Indeed, despite the glowing public accolades they had received in 2012 when they boasted of America’s enormous economic and institutional superiority over China, many powerful elements of the DC establishment quickly concluded that such braggadocio was completely unwarranted. Within just a couple of years, our political elites became so alarmed at China’s seemingly unstoppable economic rise that they began reorienting America’s entire global strategy towards containing that country, whose growing power seemed likely to challenge our worldwide hegemony. I discussed that geopolitical watershed in a recent article.
- American Pravda: A Rising China Faces the West
Ron Unz • The Unz Review • August 19, 2024 • 9,600 Words
Moreover, as I recently reread portions of their 2012 bestseller, I noticed that Acemoglu and Robinson argued that China’s great economic progress had almost entirely been based upon copying Western products. According to them, the Chinese were merely following in our technological wake, so they were unlikely to produce future innovations of their own, and would be doomed to second-rate status.

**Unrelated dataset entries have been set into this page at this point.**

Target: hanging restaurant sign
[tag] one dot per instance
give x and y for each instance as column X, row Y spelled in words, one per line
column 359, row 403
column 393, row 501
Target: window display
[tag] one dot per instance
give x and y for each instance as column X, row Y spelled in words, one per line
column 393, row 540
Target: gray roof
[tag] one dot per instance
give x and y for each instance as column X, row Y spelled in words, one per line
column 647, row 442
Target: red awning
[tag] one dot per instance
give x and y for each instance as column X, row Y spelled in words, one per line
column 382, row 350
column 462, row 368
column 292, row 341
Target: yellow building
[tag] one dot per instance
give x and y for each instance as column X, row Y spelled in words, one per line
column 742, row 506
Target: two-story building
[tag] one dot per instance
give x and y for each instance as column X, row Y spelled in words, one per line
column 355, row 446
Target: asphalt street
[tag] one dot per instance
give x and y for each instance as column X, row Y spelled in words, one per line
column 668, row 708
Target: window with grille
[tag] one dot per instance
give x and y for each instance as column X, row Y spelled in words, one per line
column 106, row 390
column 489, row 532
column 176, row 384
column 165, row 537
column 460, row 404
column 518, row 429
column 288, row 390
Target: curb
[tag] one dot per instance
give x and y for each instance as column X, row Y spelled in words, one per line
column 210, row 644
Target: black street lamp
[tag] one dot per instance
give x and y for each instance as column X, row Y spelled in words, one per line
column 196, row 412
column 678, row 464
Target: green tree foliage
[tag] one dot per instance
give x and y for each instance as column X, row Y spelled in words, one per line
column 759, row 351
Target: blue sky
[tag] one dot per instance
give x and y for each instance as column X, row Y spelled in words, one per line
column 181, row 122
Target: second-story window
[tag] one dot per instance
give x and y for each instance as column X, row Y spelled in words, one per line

For decades, this sort of comforting myth has been a staple of arrogant Americans regarding those countries that challenged our primacy, and it has certainly proven entirely false in the case of our Chinese competitor, which now leads the world in numerous important technologies, including batteries, electric vehicles, and quantum computing.
Those who loosely apply superlatives in order to attract undeserved attention should be criticized. But such statements are entirely warranted in the case of China’s economic and technological rise, which seems unprecedented in all of human history. One would think that economists such as Acemoglu and Robinson who failed to recognize the dramatic events unfolding before their very eyes would lose credibility with their peers, but apparently that has not been the case, at least with regard to those prestigious international bodies that are totally dominated by the West’s reigning neoliberal economic establishment.
Meanwhile, that same economic establishment has successfully sheltered its illusions within the propaganda-bubble created by its closely-allied Western media organs. Declining regimes such as that of the old Soviet Union often require their captive media outlets to hide embarrassing facts, and in the case of the West, that effort is made much easier because the global informational landscape has been totally dominated for generations by the Western media.
So anyone casually reading our elite or mainstream media outlets would get the distinct impression that China’s recent 5% real economic growth rate is far below the 1% or 2% enjoyed by the American-led bloc. But despite such concealment and obfuscation, in the real world, 5 is always larger than 1 or 2, and that difference is even starker in real per capita economic growth or if we restricted our focus to the productive sectors of the two economies.